Swanson explains that the broker-loaded model deteriorated over time, because while the non-member information Xceligent was maintaining was good, the member listings the brokers maintained was often inaccurate and outdated. So, Xceligent switched to a more “full and proactive research model,” where a growing team of dedicated Xceligent staffers maintained all of the data (including listings, tenants, transactions and comparables) with the leasing transactions verified by the top brokers in the local markets through Xceligent Advisory Boards on a quarterly basis.  

That of course meant there was a new story to tell about Xceligent’s capabilities, Swanson says, and the team mounted what he calls an “education tour” to dispel any misconceptions that they were still a listing exchange but to educate the market on Xceligent’s full and proactive research processes, along the way signing people to the new full research service.

Probably the biggest contribution to the Texas market that Xceligent offered was consistency and completeness of data, says Swanson: “Developers would come into Austin and have to weed through all the different numbers provided by independent brokers. It created frustration and frankly made them look to outsiders like they didn’t know what they were talking about. Now they all have the same verified data to work with, which has been independently certified by Xceligent’s Advisory Board members.”

It’s a good thing, considering, as Swanson reports, that “there’s a ton of development going on in Austin.” In fact, there’s something on the order of 1.25 million feet of new construction on deck through the end of this year and twice that for 2015.

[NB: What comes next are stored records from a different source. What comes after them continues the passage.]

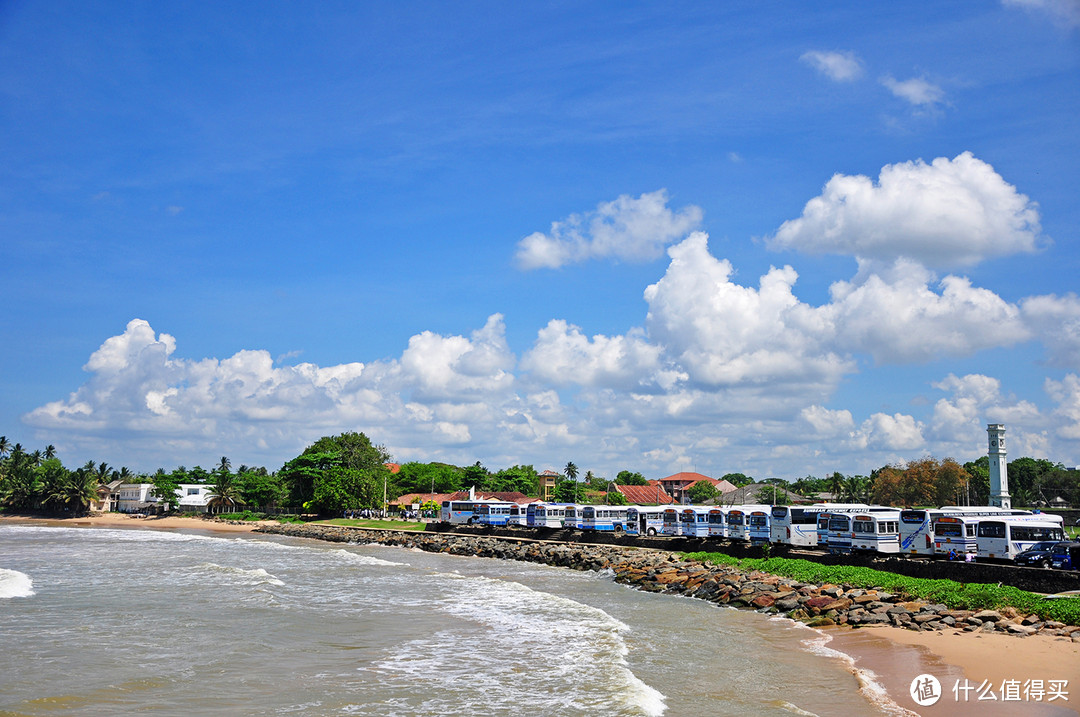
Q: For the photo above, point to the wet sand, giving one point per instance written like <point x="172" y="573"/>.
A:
<point x="125" y="521"/>
<point x="894" y="655"/>
<point x="898" y="655"/>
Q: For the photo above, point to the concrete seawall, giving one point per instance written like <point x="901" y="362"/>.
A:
<point x="665" y="571"/>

In San Antonio, a much more conservative market, there’s been good growth, however there’s more in industrial than office, which is still struggling. Industrial vacancies are around 6.7% and while office is nearly triple that at around 17%, “We’re backfilling vacated space and the numbers are coming down.” The director believes that “We’re going to get to the point where people will take the chance and start building spec.”

The push into Corpus Christi is a bit of an anomaly for the company, currently focused on more major markets for its national roll out, but again, it was the result of following the demand. “Corpus Christi came out of our previously forged partnership with the South Texas Commercial Association of Realtors,” Swanson reports. Another relatively stable and conservative community, Corpus Christi is very measured in its approach to new construction, despite good vacancy numbers.

Swanson’s coverage area embraces a mix of mindsets as far as the expansion of the CRE market is concerned, ranging as it does from aggressive (Austin) to ultra conservative (Corpus Christi). Those approaches work for the local markets, but no matter the market stance, in all, Swanson sees a growing appetite for data.

“The more it becomes available,” he says, “the more they seem to want. We can offer this or that gee-whiz tool and they’ll say ‘Great, but can it do this?’ This is major progression from the days before the recession, and underscores the growing sophistication of all Texas markets.”